Amazon, Hulu, HBO, Showtime and Epix have sought positive relationships with theaters, seeing each other as partners in an evolving industry, not enemies. Amazon, Netflix’s primary emerging counterpart, will even be at CinemaCon this year, the annual national convention of theater owners.
This kind of proactive partnership is what caused Amazon to reach major Oscar recognition first, before Netflix, when its film Manchester By The Sea won Academy Awards for Best Actor and Best Original Screenplay while also being nominated for Best Picture and other top awards. Netflix, for its part, has won an Oscar for Documentary Short and had other Short and Feature Docs nominated, but it hasn’t come close to reaching the echelon of major awards consideration (despite having tried longer).

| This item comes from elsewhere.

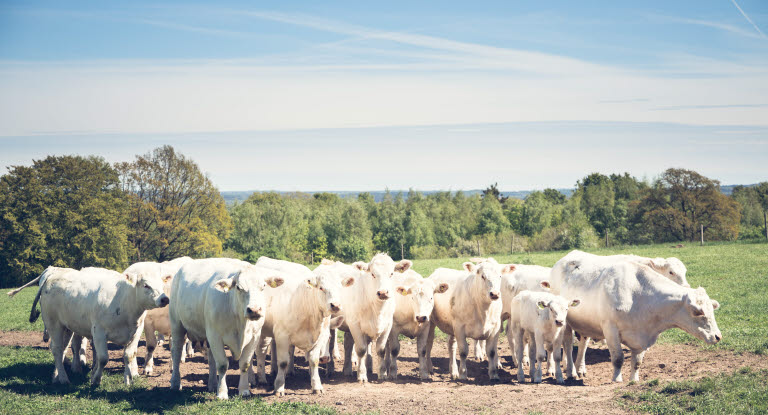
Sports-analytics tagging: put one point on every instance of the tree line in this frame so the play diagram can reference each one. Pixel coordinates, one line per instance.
(75, 211)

What’s the difference between the two? Amazon gave Manchester By The Sea a proper theatrical run, while Netflix has seen its efforts dead on arrival because of an insistence to play its titles exclusively through its streaming platform (save for minimal, brief, and meaningless Oscar qualifying runs in NY and LA).
Now Netflix will rob viewers of the big screen experience that cinephiles have been longing for: Martin Scorsese teaming with Robert De Niro, Al Pacino, Joe Pesci, and Harvey Keitel for the gangster crime epic The Irishman. Hastings scored a coup when he scooped up the $100 million project from Paramount, and he shows no signs of changing that “Netflix exclusive” model.

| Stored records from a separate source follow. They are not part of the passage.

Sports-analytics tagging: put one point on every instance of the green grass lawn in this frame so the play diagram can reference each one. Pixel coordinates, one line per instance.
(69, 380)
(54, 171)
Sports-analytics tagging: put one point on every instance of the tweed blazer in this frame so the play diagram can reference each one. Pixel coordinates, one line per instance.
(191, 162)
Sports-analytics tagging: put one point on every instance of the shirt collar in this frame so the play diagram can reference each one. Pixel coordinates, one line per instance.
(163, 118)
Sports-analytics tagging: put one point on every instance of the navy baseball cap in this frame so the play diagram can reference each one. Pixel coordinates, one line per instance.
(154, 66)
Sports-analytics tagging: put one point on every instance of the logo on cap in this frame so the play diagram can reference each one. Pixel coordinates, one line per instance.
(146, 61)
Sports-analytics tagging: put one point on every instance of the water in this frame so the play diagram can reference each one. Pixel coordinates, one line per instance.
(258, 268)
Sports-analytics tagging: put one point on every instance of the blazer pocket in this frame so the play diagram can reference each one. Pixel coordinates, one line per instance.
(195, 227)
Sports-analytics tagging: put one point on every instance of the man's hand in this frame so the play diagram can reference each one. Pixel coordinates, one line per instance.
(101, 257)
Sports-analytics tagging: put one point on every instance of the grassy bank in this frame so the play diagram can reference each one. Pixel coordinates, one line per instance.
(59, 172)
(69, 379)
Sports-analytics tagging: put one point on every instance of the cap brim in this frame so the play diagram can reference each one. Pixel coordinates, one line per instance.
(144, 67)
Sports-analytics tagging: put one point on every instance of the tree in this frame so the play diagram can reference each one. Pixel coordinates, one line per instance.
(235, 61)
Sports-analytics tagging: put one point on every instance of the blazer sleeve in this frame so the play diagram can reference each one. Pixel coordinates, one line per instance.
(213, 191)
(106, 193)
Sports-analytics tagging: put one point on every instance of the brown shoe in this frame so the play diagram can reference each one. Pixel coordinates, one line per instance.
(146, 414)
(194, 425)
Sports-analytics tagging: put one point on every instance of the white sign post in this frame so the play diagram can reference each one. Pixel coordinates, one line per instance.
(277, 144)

Many have argued, “Well, Netflix will have to show this one in movie theaters. I mean, it’s Scorsese!” But why would they? As a salesman once told me, “When you have the cookie, you don’t give it away. You make the people come get it – from you.” Netflix has the Scorsese cookie. Why would they spend $100 million dollars and not be the film’s exclusive home? That’s the whole point.
Hastings’ strategy is a succubus on the art form of cinema itself, passing off Netflix’s exclusivity as an alluring innovation when, in truth, it only perverts and sucks the life out of the very thing it claims to support.